Gerry Gomez
- Gomez in 1950

Personal information
- Full name: Gerry Ethridge Gomez
- Born: 10 October 1919 Port of Spain, Trinidad
- Died: 7 August 1996 (aged 76) Port of Spain, Trinidad
- Batting: Right-handed
- Bowling: Right-arm medium Right-arm off-break
- Role: All-rounder

International information
- National side: West Indies;
- Test debut (cap 49): 22 July 1939 v England
- Last Test: 30 March 1954 v England

Umpiring information
- Tests umpired: 1 (1965)

Career statistics
| Competition | Test | First-class |
| Matches | 29 | 126 |
| Runs scored | 1,243 | 6,764 |
| Batting average | 30.31 | 43.63 |
| 100s/50s | 1/8 | 14/29 |
| Top score | 101 | 216* |
| Balls bowled | 5,236 | 15,178 |
| Wickets | 58 | 200 |
| Bowling average | 27.41 | 26.33 |
| 5 wickets in innings | 1 | 5 |
| 10 wickets in match | 1 | 2 |
| Best bowling | 7/55 | 9/24 |
| Catches/stumpings | 18/0 | 92/0 |
- Source: ESPNcricinfo, 30 May 2019

= Gerry Gomez =

Trinidadian sportsman (1919–1996)

Gerry Ethridge Gomez (10 October 1919 – 6 August 1996) was a cricketer who played 29 Test matches for the West Indies cricket team between 1939 and 1954, scoring 1,243 runs and taking 58 wickets. He captained in one match for the West Indies when England toured in 1947/8.

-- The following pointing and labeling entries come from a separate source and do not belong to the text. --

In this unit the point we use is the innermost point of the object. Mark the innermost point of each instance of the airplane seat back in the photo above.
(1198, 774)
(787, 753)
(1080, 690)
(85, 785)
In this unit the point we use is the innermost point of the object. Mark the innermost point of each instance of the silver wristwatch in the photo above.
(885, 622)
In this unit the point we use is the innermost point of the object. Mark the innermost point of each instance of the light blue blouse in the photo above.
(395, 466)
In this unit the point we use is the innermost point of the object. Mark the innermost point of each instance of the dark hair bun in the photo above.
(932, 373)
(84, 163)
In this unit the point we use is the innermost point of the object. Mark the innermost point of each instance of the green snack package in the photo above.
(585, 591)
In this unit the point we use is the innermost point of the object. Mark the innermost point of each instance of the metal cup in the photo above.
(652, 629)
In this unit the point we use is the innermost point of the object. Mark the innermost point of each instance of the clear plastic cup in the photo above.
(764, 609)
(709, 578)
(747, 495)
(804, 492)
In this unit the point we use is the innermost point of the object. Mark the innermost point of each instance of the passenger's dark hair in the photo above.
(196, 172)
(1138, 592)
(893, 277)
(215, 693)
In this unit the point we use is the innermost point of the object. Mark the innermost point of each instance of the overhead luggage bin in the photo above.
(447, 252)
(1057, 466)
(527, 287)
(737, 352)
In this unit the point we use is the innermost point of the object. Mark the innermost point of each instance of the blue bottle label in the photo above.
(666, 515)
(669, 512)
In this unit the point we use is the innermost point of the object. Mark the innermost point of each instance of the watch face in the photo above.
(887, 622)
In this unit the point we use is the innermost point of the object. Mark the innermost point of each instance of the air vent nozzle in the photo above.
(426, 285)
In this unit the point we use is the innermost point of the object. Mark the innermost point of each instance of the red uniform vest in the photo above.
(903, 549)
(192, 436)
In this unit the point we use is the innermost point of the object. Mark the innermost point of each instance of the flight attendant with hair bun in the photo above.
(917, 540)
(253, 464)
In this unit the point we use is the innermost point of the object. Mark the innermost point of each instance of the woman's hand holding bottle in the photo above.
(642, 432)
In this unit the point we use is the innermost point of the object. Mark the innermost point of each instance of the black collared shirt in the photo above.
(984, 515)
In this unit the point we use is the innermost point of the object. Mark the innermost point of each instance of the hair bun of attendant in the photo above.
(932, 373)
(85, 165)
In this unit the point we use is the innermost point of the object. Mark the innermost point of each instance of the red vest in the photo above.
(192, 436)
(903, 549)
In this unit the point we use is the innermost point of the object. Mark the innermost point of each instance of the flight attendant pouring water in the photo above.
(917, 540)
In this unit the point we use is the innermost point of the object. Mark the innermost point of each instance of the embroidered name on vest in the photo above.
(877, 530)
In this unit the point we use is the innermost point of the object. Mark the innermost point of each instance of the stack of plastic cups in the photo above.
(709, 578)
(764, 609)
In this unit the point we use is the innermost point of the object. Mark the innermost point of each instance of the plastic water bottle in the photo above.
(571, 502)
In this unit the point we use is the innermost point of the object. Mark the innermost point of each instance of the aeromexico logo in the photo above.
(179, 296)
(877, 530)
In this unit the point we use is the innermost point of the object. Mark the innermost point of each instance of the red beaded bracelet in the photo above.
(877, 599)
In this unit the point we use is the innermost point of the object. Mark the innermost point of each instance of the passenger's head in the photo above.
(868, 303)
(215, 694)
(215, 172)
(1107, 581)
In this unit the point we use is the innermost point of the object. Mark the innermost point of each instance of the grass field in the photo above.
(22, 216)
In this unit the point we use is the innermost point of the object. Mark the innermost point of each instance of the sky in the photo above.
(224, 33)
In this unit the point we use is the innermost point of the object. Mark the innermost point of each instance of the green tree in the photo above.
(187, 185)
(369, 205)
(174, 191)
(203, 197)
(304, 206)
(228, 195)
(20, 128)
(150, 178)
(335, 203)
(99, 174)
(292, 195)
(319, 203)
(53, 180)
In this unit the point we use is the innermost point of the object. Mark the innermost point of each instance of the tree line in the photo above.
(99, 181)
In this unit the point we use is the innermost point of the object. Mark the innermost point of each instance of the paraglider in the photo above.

Gomez was born in Port of Spain, Trinidad. During his career at the domestic level, he was an all-rounder of good standard, playing 126 matches and scoring runs at a batting average of nearly 45, in addition to taking 200 wickets at an average just above 25 with his medium pace.

He remained involved with cricket, as manager and administrator, and also served as an umpire in the Test match between West Indies and Australia in Georgetown, Guyana, in April 1965, when the appointed umpire, Cecil Kippins, pulled out on the day before the match. Kippins was ordered to withdraw by the British Guiana umpires' association, as Barbadian umpire Cortez Jordan was appointed as the second umpire, the first time a West Indian umpire had stood in a Test match outside his home territory. This was the first first-class match that Gomez umpired, and his only Test as an umpire.

Gomez also played football for Trinidad, and both his father and his son, Gregory Peter Gomez, played first-class cricket.

In June 1988 Gomez was celebrated on the $1.50 Trinidad and Tobago stamp alongside the Barbados Cricket Buckle.